Sunday, December 28, 2008

Election Fever!

Yeaaaaa! Bandwidth today! Enjoy the photos.

Election Fever
Tomorrow is the Presidential runoff election in Ghana. It has been a hotly contested Presidential race, with neither of the top two candidates gaining the needed 50% + 1 to become President. So now we have the runoff, and tension is high. It did not feel like Christmas at all because everyone is only thinking of the election.

Professor Atta Mills is the candidate of the National Democratic Congress (NDC). He was vice-president 8 years ago, during the last change of political power here, when
the NDC peacefully turned over power to the New Patriotic Party (NPP). Nana Akufor-Addo is the NPP candidate, a former UN ambassador who talks like The Godfather.

Yesterday the Undersecretary of African Affairs arrived from Washington DC. It was the first time I have seen a USA government official on TV here. Whereas the Chinese ambassador to Ghana in on the TV at least once a week. I see a New World Order shaping here. Unfortunately all across Africa there a HUGE expectations that President Obama is going to change America's relationship with Africa. I try hard to lower these expectations, but he is a Super Star here.

I am confident that this will be a peaceful runoff in Ghana. Both parties are working very hard and are renting every bus in Ghana to get people to their proper polling places. During the election before the runoff, I visited 4 polling places. One was spectacularly chaotic, while the other 3 were calm and relaxed.

Sadly, with the runoff being so late, the newly elected President will have only 1 week for transition to the turn over of office on 07 Jan. This has been an amazing election to witness. It *almost* makes up for me missing Obama's election in the USA.

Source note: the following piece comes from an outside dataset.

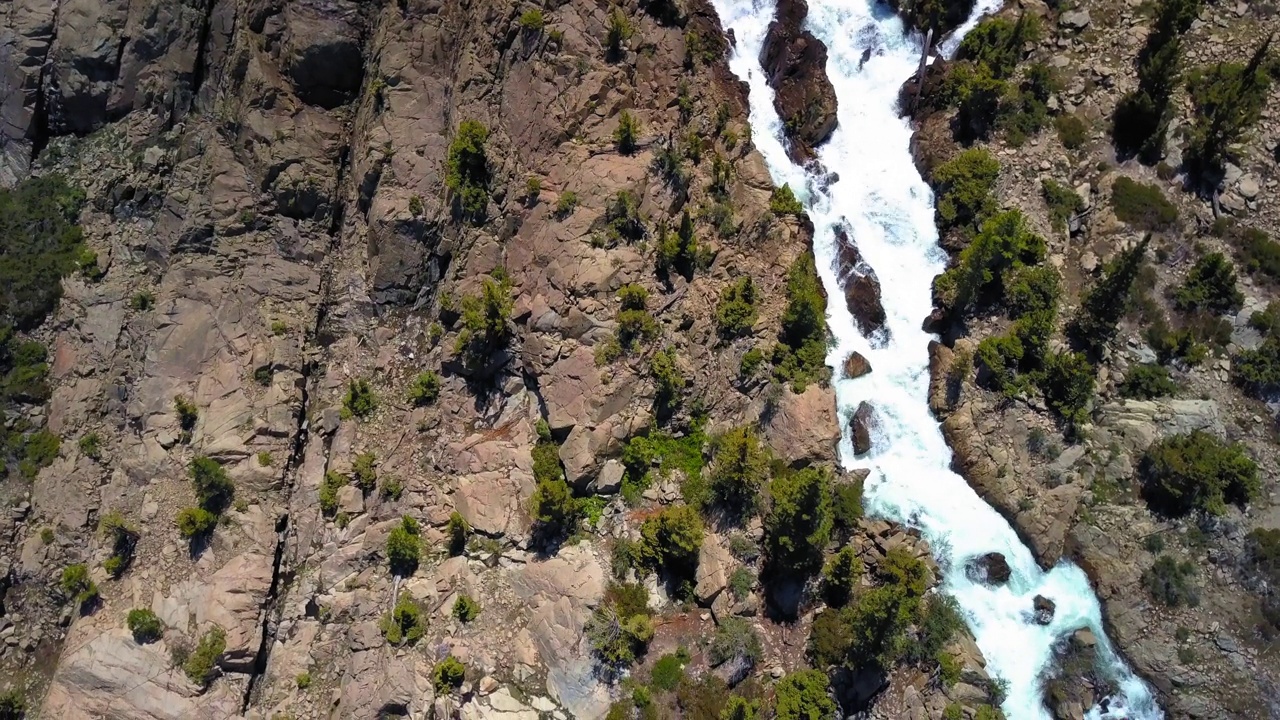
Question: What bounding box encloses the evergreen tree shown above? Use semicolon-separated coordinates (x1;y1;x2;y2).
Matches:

So, on another note, let me tell you that the Harmatten arrived today. I write a lot in this blog about the weather because it is the harshest thing about living here (for me). The Harmatten winds are a horrific weather phenomenon that arrives here around Christmas. It is a dry, hot, dusty wind that blows across the Sahara for hundreds of miles, unobstructed. Then when it leaves the Sahara, the wind stops, but the air carries the dry dirt and dust for hundreds more miles, finally reaching Accra at the coast. At first you only notice your eyes and sinuses and throat are irritated. Then the next day, the sun is noticeably dim and the entire sky hazy. Finally, on a bad Harmatten day (which thankfully does not happen every year) it is like a thick London or San Francisco fog - except it is dust! It has not been bad yet, but it can last all the way through the end of January. In the northern regions, it is much worse.

My return ticket to the USA is 21 January, so I know I will be ready to get away from the Harmatten, but I will be a total wreck on the day I depart Ghana. This is a wonderful place with wonderful people and it has taught me much about life and, in the process, unalterably changed my life. It is not nearly as comfortable as life in California, but it is infinitely rewarding to the soul.

I plan to return to Ghana before June 2009.

The unfortunate thing is that after 5 months working towards a Residency Permit, I am *still* waiting on some stupid bureaucratic nonsense. Two months ago I was certified for an "automatic Residency Permit" because I have founded a business here. However, this "automatic" permit requires that I wait for a letter of approval which every week I am told is coming.

TIA....TIA....TIA.....This Is Africa

It is a good bandwidth day at the cafe, so here are a couple more photos. Remember the student Helen Tekpor that I mentioned in a previous post? She was one of the
winning students in the TransCAP essay contest but was unable to receive her prize because of the death of her mother. She is now living with her aunt, but We were finally able to find her. Here is a photo of her reaction when we showed at the school where she now lives. She was the Big Woman On Campus that day, and probably for a long time thereafter.

Here are shots from a couple other schools:

Here is a photo of the construction of the Easy Track office. Unfortunately, the concept of a 'home office' is not acceptable to the bureaucrats, so we had to build a
separate room next to the house. Jessie did a great job making a cool space. All who enter ask me if there is air conditioning. HAHAHA! I can only dream of such luxury!

Here I am with Jessie's mum Anti, wearing my new dress on Christmas. I love it. My family is so good to me here. We had a GIANT feast for Christmas - a wonderful salad
with fresh fruits and vegetables and pasta, jollof rice with beef, and fufu with groundnut soup. Normally this much food will last 3 days in the house. The children played and there was singing and dancing. Later we all watched "Kung Fu Hustle" which I had brought with me. They all loved it.

OK, I will post again soon. Have a GREAT NEW YEAR! It is an enormous party here, so I am off to enjoy now.